5. Lumitics - helping chefs with food waste insight (Singapore)

‘Reducing food waste begins with measuring it’ is the motto of Lumitics, a food tech company from Singapore that wants to help the food service industry cut down their food waste. Lumitics gives chefs insight into their food waste by a technology that photographs, weighs and analyses all the food that is being thrown into the bin. They use AI image recognition to identify for instance how many sandwiches are being thrown away, how often and at what cost. Lumitics then gives feedback on the steps towards reducing the waste, which can be through optimized production, increasing yield rates, smarter purchasing and menu engineering. The technology makes it easy for businesses to tackle food waste, because there’s minimal effort and no in-depth knowledge or extensive research required.

6. ReGrained - brewing leftovers turned into flour (USA)
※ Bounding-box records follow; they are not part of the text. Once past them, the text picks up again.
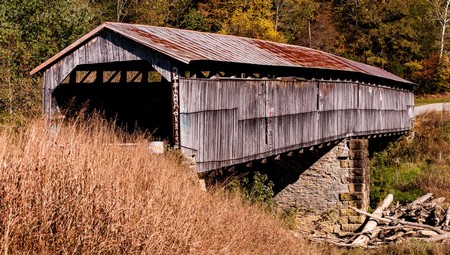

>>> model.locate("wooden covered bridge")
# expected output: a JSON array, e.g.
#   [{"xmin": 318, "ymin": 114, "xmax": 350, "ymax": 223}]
[{"xmin": 31, "ymin": 23, "xmax": 414, "ymax": 172}]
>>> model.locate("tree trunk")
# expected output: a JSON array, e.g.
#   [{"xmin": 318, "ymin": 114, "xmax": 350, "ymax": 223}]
[{"xmin": 352, "ymin": 194, "xmax": 394, "ymax": 246}]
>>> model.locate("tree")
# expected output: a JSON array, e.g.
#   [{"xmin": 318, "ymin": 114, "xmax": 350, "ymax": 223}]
[
  {"xmin": 220, "ymin": 0, "xmax": 284, "ymax": 41},
  {"xmin": 427, "ymin": 0, "xmax": 450, "ymax": 61},
  {"xmin": 0, "ymin": 0, "xmax": 93, "ymax": 122}
]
ReGrained rescues the nutritious grain created in the process of brewing beer and upcycles it into SuperGrain+ flour using their patent-pending technology. With this flour, they produce all kinds of bars that contain inherently nutritious ingredients, like the Honey Cinnamon IPA Immunity Bar, the Chocolate Coffee Stout Energy Bar and the Blueberry Sunflower Saison Antioxidant Bar. This way, they make doing and feeling good as easy as eating a snack. Consumers get both the healthy-yet-tasty product they are craving for, and the upcycling aspect that fits within the food-as-identity trend. And the ReGrain options don’t stop with bars. From savory to sweet: the possibilities with this upcycled grain are endless.

7. Toast Real Ale - beer made from leftover bread (UK)

Another beer-related concept is Toast Real Ale. This artisanal brewery turns the process around and makes ale from leftover bread. They collect unsold bread from retailers and artisanal bakers and use it to make premium ale. It’s also a craft beer (not mass-produced), so they are not only responding to the ethical lifestyle trend, but to the craft trend as well.

8. Too Good To Go - selling leftovers to consumers (Finland)

Too Good To Go dreams of a planet with no food waste, and every day they are working on making that a reality. Their app connects businesses and consumers that want to fight food waste. Restaurants, hotels, supermarkets and other food outlets can list their leftover products on the app, so consumers can buy them and pick them up just before closing time. On the app, consumers can find offerings ranging from breakfast buffet surpluses and fresh goods that are near their sell-by date to complete meals. Too Good To Go offers consumers a good deal on food products and helps businesses achieve revenue from their food waste, while everyone contributes to stopping food waste. A win-win-win situation!

9. FoodMaven - a second life for crooked cucumbers (USA)

FoodMaven believes it is unethical to throw away fresh, wholesome and nutritious food while so many people are going hungry. That’s why they sell excess or "faulty" supplies of high-quality local produce to restaurants and canteens. Think crooked cucumbers, small (but tasty) strawberries, scratched tomatoes and so on. FoodMaven is well aware of the demands for sustainable foods from the market. This can be seen from the fact that they provide their customers with “powerful storytelling tools” to help them build a sustainable brand.

10. Perfectly Imperfect Produce - boxes with imperfect veggies (USA)

Imperfect Produce is a similar concept to FoodMaven, but focused on consumers. They fight food waste by finding a home for "ugly" produce. More than 20% of the fruit and vegetables grown in America never make it off the farm because they aren't perfect enough for grocery store standards. That generates billions of pounds of wasted produce every year — produce that is just as nutritious and delicious but merely looks a little different. The content of the boxes that Perfectly Imperfect Produce supplies to consumers can be customized. So if you don’t like kale, you won’t get kale. This means they only deliver items the customer likes, thereby doing even more to prevent food waste.